Building’s Forum regulars don’t always focus on serious topics. This week, something from the busy General Chit-chat section

Q: Pencils behind the ear

Should pencils be allowed to be worn behind the ear or does one feel that this could be a serious breach of the health and safety policy and would one need to do a risk assesment?

A: Depends on if you are wearing hard hat, googles, gloves and safety boots.

A: I would rather wear a pencil behind my ear than where the chief draughtsman threatened to put it when I made a mistake as a young lad.

A: It doesn’t really matter in my eyes, but from a customer’s point of view it could look unprofessional and may be dangerous?

A: How can a pencil behind one’s ear be dangerous?

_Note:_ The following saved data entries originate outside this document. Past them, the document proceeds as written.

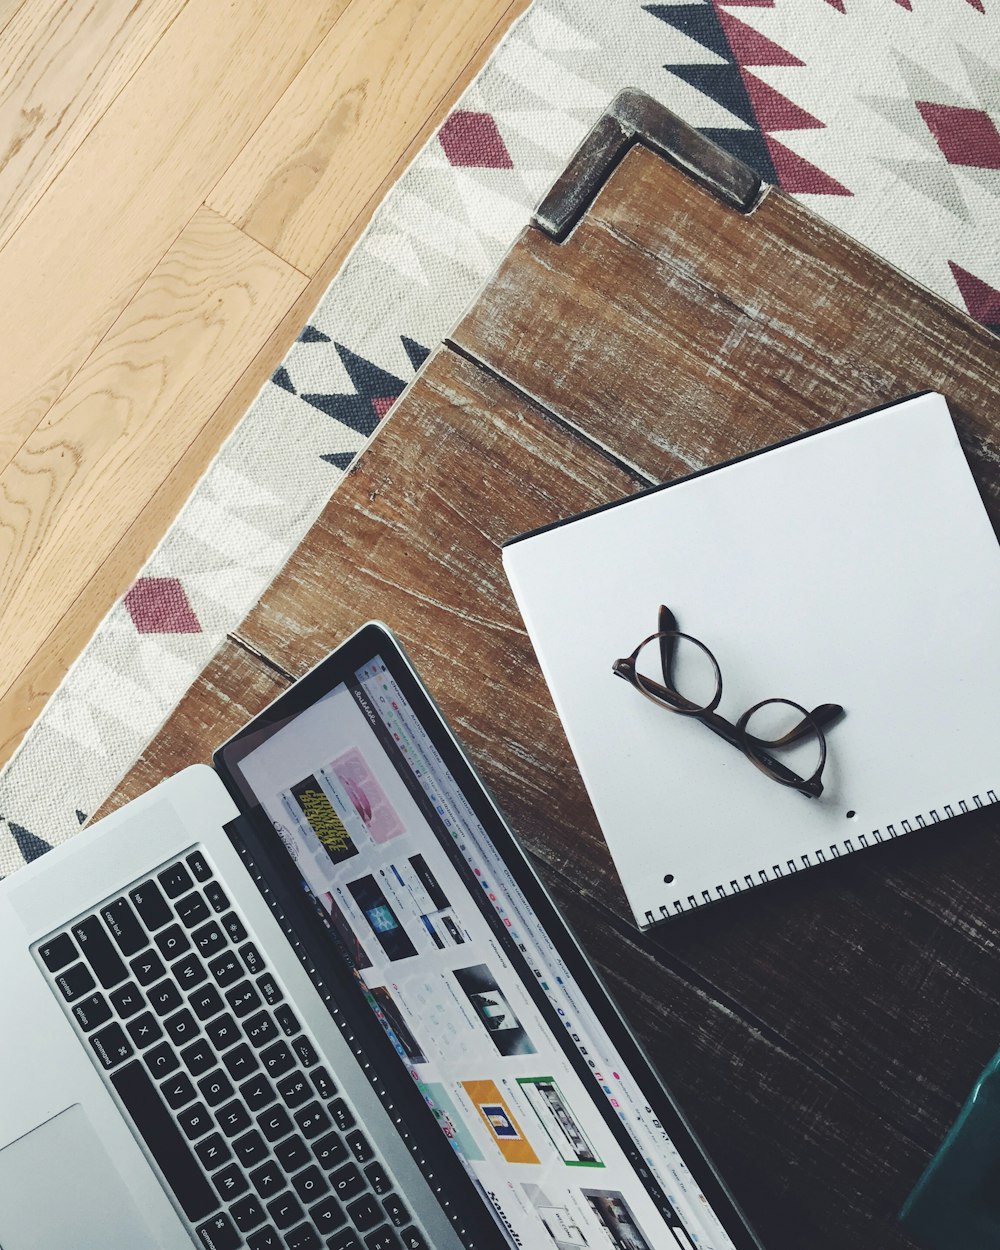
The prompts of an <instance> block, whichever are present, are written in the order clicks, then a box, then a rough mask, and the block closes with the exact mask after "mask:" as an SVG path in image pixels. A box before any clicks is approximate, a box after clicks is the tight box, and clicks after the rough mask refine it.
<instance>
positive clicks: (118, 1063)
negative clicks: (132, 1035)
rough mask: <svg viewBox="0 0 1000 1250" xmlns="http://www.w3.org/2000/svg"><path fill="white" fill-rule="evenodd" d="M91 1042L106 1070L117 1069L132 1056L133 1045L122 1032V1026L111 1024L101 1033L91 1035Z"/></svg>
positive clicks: (101, 1062) (90, 1043) (94, 1053)
mask: <svg viewBox="0 0 1000 1250" xmlns="http://www.w3.org/2000/svg"><path fill="white" fill-rule="evenodd" d="M89 1040H90V1045H91V1048H93V1050H94V1054H95V1055H96V1056H98V1059H99V1060H100V1065H101V1068H104V1069H111V1068H115V1066H116V1065H118V1064H120V1063H123V1061H124V1060H126V1059H129V1058H130V1056H131V1054H133V1045H131V1043H130V1041H129V1039H128V1038H126V1036H125V1034H124V1033H123V1031H121V1025H120V1024H109V1025H108V1028H106V1029H101V1031H100V1033H95V1034H91V1036H90V1039H89Z"/></svg>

A: If someone fell over it could dig into them.

Or if they dropped the pencil it could make it a risk if they tried to retrieve it from a dangerous/unsafe position …

A: Richard, you have clearly understated the potential risk. The pencil-wearing operative could fall over launching the pencil into a parabolic trajectory over the parapet wall of the roof. The pencil would then attain near-supersonic speed as it descended towards the road below.

If the pencil had an H2 hardened engineer’s lead it would then enter and puncture a passing fuel tanker causing a huge explosion in an inner city area, causing a catastrophe.

A: A falling pencil from the ear is a fall from height and thus should have a risk assessment.

Imagine that one of your operatives is lying on the ground, working - you lower your head to have a look, and as he turns to look at you the pencil falls, pricks him in the eye and he
is blind.

So yes, a risk assessment is necessary.

To control the hazard I prescribe banning the wearing of pencils behind the ear on site, or issue all persons on site with goggles.

A: Would a slim wax crayon used in place of a pencil alleviate your profound fears?

A: It depends from person to person. As Richard said, from a customer’s point of view it could look unprofessional.

A: Nah - trust me Punita, customers won’t care if you arrive nude, or with a Blobby suit on. All they are interested in is the lowest price, and then expect a Rolls Royce job.

A: Arrive nude with or without a pencil behind your ear? And Blobby has no ears. How the hell do you get round that one?